Security Target (ST) is a document that identifies the security properties of the target of evaluation (TOE). It may refer to one or more PPs. The TOE is evaluated against the Security Functional Requirements (SFRs) established in its ST, no more and no less. This allows vendors to tailor the evaluation to accurately match the intended capabilities of their product. This means that a network firewall does not have to meet the same functional requirements as a operating system, and that different firewalls may in fact be evaluated against completely different lists of requirements. The ST is usually published so that potential customers may determine the specific security features that have been certified by the evaluation.
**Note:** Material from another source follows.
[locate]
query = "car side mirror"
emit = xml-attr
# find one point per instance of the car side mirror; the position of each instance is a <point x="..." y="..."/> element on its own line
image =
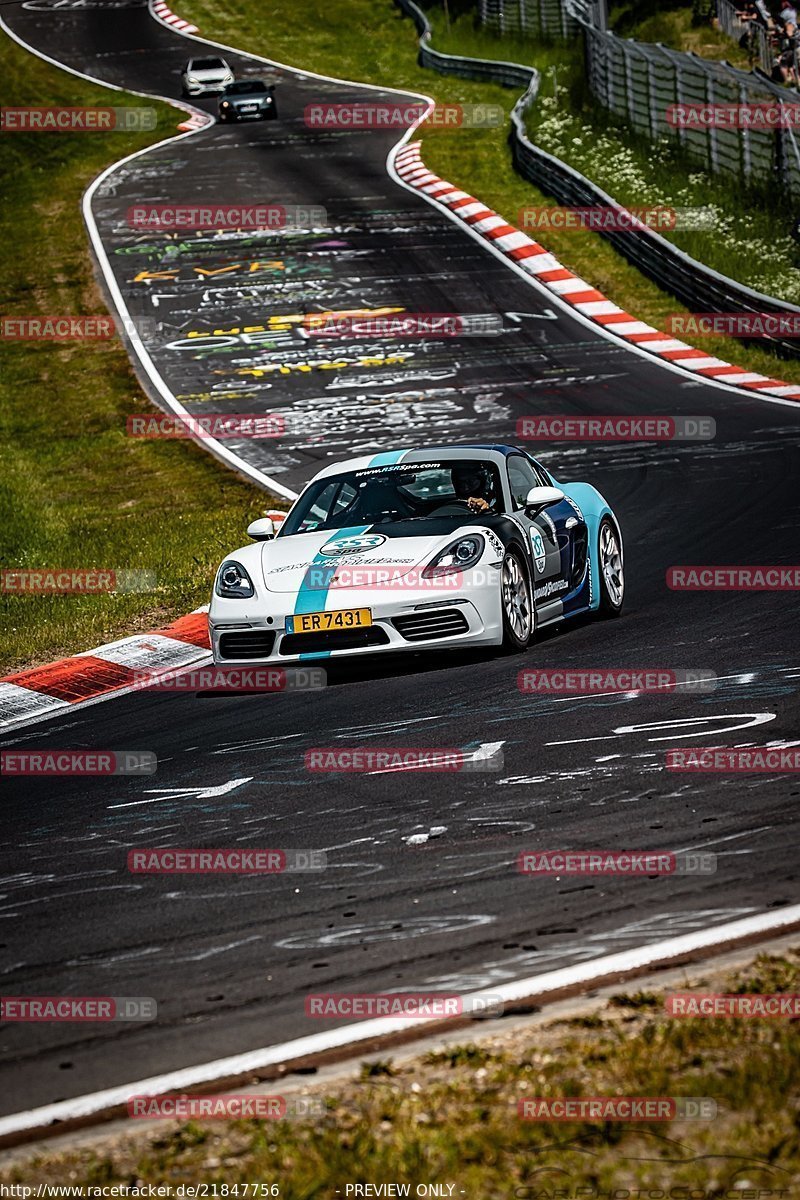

Security functional requirements (SFRs) specify individual security functions which may be provided by a product. The Common Criteria presents a standard catalogue of such functions. For example, an SFR may state how a user acting a particular role might be authenticated. The list of SFRs can vary from one evaluation to the next, even if two targets are the same type of product. Although Common Criteria does not prescribe any SFRs to be included in an ST, it identifies dependencies where the correct operation of one function (such as the ability to limit access according to roles) is dependent on another (such as the ability to identify individual roles).
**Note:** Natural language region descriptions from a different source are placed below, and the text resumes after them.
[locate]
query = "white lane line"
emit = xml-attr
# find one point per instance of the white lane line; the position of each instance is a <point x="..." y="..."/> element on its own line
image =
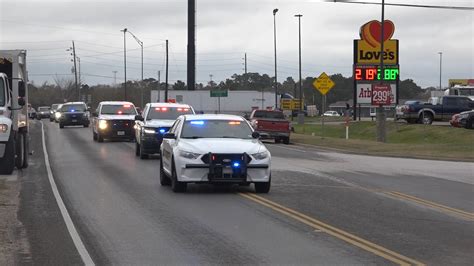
<point x="86" y="258"/>
<point x="286" y="148"/>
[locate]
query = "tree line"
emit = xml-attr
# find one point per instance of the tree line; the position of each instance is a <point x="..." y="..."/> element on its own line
<point x="63" y="89"/>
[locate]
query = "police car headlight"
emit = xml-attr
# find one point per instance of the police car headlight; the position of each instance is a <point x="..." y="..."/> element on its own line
<point x="3" y="128"/>
<point x="189" y="155"/>
<point x="149" y="131"/>
<point x="102" y="124"/>
<point x="260" y="155"/>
Security assurance requirements describe the measures taken during development and evaluation of the product to assure compliance with the claimed security functionality. For example, an evaluation may require that all source code is kept in a change management system, or that full functional testing is performed. The Common Criteria provides a catalogue of these, and the requirements may vary from one evaluation to the next. The requirements for particular targets or types of products are documented in the Security Target (ST) and Protection Profile (PP)
Evaluation Assurance Level (EAL) is the numerical rating describing the depth and rigor of an evaluation. Each EAL corresponds to a package of security assurance requirements (SARs) which covers the complete development of a product, with a given level of strictness. Common Criteria lists seven levels, with EAL 1 being the most basic (and therefore cheapest to implement and evaluate) and EAL 7 being the most stringent (and most expensive). Normally, a Security Target (ST) or Protection Profile (PP) author will not select assurance requirements individually but choose one of these packages, possibly 'augmenting' requirements in a few areas with requirements from a higher level. Higher EALs do not necessarily imply "better security", they only mean that the claimed security assurance of the TOE has been more extensively verified.
There is a Common Criteria Mutual Recognition Arrangement (CCMRA) among participating countries, whereby each country thereto recognizes evaluations against the Common Criteria standard done by other countries. Originally signed in 1998 by Canada, France, Germany, the United Kingdom and the United States, Australia and New Zealand joined 1999, followed by Finland, Greece, Israel, Italy, the Netherlands, Norway and Spain in 2000. The Arrangement has since been renamed Common Criteria Recognition Arrangement (CCRA) and membership continues to expand. Within the CCRA only evaluations up to EAL 2 are mutually recognized (Including augmentation with flaw remediation). The European countries within the former ITSEC agreement typically recognize higher EALs as well. Evaluations at EAL3 and above tend to involve the security requirements of the host nation's government.